Lesson 0003 · Serve + Retrieve stages
Structured Data
Stop making machines parse your prose. Hand them the fact, already labelled.
Recap from Lesson 0002: your page is now crawlable and indexable. That gets it into the system. Structured data is the first lever that makes it stand out — and it’s the first thing that serves both pipelines at once.

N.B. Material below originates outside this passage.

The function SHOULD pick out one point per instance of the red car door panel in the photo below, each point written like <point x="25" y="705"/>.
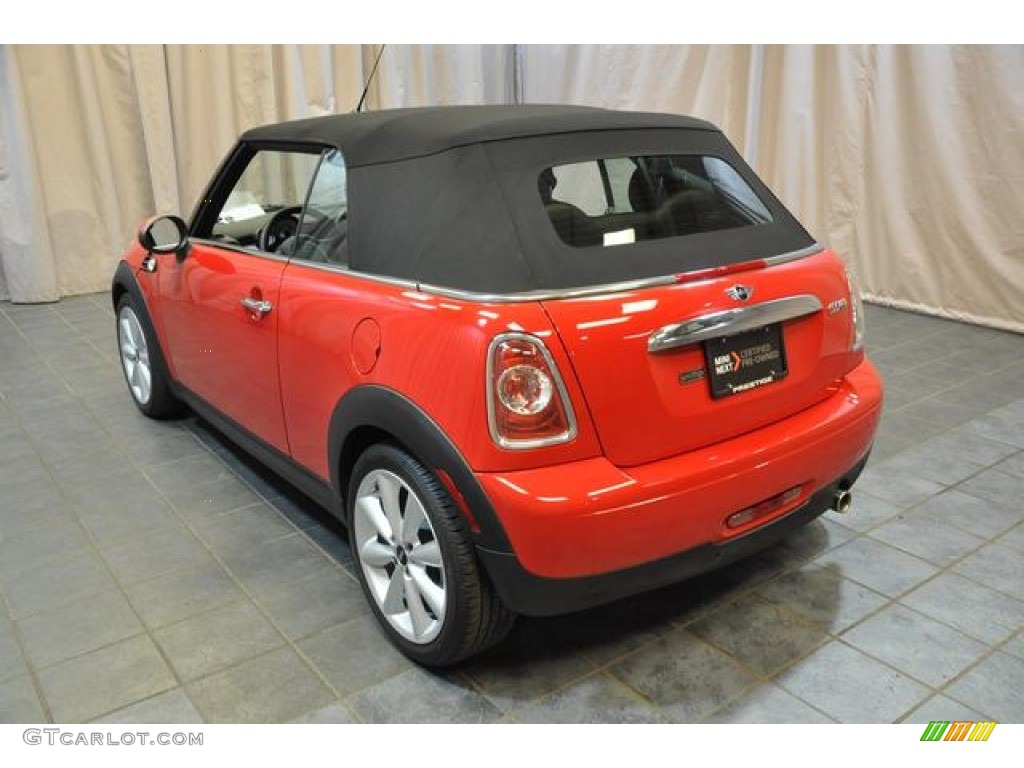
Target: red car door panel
<point x="220" y="310"/>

Structured data is machine-readable markup you embed in a page that says, explicitly, “this is a Product, its price is 29 USD, it’s in stock.” No NLP guesswork. Google recommends one format: JSON-LD — a <script> block of JSON, decoupled from your visible HTML.[1]
Prose vs. labelled fact
What a crawler sees in prose: “Our Acme Widget Pro is available now for just twenty-nine dollars…” — an engine must infer: is that a product? a price? which currency? Is it in stock? Maybe right, maybe not. The same fact as JSON-LD leaves nothing to guess:
{
"@type": "Product",
"name": "Acme Widget Pro",
"offers": {
"price": "29.00",
"priceCurrency": "USD",
"availability": "InStock"
}
}
Why it serves both pipelines
Eligible for rich results — star ratings, prices, FAQ drop-downs right on the SERP. More space, more clicks.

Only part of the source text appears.